Styled the Family Assistance Plan, Nixon’s proposal, shepherded by Ways and Means Chairman Wilbur Mills, cleared the House of Representatives not once but twice. But it never made it out of Russell Long’s Senate Finance Committee. (One can only imagine what Russell’s daddy, Huey Long, the populist Kingfish, would have made of that.) There were several more false starts on a legislative package, including one Pat Buchanan christened “Big FAP” which was an attempt to revive the overall effort by, get this, Casper Weinberger when he joined the Nixon administration as Secretary of Health, Education, and Welfare in 1973. But momentum for the idea had stalled and soon the Watergate scandal froze everything.

There is a very interesting “who done it?” angle to the death of Nixon’s welfare reform. A number of plausible suspects make an appearance in Price’s narrative. Was it Bryce Harlow, Nixon’s congressional affairs lead and close ally of Martin Anderson, who signaled House and Senate members that the boss didn’t really want it? Was it a coalition of Nixon-hating anti-poverty advocacy groups who, despite pleas from Moynihan, wouldn’t take “yes” for an answer from Richard Nixon? 

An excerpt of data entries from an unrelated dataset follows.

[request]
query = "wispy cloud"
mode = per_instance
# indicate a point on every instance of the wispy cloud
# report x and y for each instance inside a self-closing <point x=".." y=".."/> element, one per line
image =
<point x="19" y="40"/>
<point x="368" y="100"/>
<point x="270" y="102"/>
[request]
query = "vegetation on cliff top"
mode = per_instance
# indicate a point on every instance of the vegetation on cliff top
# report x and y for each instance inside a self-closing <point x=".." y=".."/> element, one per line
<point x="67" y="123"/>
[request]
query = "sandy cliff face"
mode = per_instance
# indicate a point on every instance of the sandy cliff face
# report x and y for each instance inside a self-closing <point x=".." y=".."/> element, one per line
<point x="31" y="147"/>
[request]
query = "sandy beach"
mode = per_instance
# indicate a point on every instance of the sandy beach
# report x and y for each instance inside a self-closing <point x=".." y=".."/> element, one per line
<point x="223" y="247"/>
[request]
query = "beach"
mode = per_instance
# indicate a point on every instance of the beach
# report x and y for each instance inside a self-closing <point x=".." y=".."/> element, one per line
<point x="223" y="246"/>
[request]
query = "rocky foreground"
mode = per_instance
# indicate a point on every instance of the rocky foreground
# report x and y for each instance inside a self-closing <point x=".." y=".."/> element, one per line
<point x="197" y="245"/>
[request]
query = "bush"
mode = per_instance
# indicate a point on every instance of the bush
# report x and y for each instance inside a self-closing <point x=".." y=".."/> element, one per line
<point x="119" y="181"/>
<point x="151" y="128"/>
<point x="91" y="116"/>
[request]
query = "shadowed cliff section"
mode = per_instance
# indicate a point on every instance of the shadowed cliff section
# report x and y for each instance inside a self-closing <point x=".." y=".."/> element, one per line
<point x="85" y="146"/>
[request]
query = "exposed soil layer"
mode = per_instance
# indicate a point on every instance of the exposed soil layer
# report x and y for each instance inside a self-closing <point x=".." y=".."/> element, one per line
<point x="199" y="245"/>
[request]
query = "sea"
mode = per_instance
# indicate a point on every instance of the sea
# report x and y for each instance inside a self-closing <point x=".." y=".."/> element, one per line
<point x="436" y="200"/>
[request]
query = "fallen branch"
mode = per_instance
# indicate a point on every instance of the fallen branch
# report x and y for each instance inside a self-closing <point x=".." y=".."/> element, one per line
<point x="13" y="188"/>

Price says neither. In the final analysis, Ronald Reagan, then California governor and Nixon’s 1968 rival for the nomination, was in Price’s words the “capo di tutti capi” responsible for deep-sixing FAP and its progeny. In opposing Nixon’s plan, Reagan was operating out of his natural suspicion of government, angling to capture the surging right flank of the party, and to redirect the “Nixon Republicans” toward his vision of the future. There also was a bit of the personal. Bob Finch, Nixon’s HEW head and a FAP advocate, had run with Reagan to become California Lieutenant Governor. Finch had outpolled Reagan by several hundred thousand votes in the 1966 election, kindling a rivalry between the two men. Ultimately, it seems what really killed Nixon’s welfare agenda was that it was a somewhat alien, esoteric, politically counter-intuitive policy that ended up with a constituency of one: Richard Nixon. 

The book ends on a wistful grace note. Price visited Nixon several times after his resignation, including once in New York City not long before Nixon’s death. They talked together about the welfare battles of the early administration and the more recent evidence from other income support experiments, which were as ambiguous and inconclusive as the 1969 debate over them had been. “John,” Nixon asked, “would FAP have worked?”

Price’s reply, “I just don’t know,” captures the essence of why this “gamble on human nature,” as Nixon put it, never passed in the first place. Nixon, Price says, sat silently looking into the distance perhaps perplexed by another “what might have been” moment in a life that had been filled with them.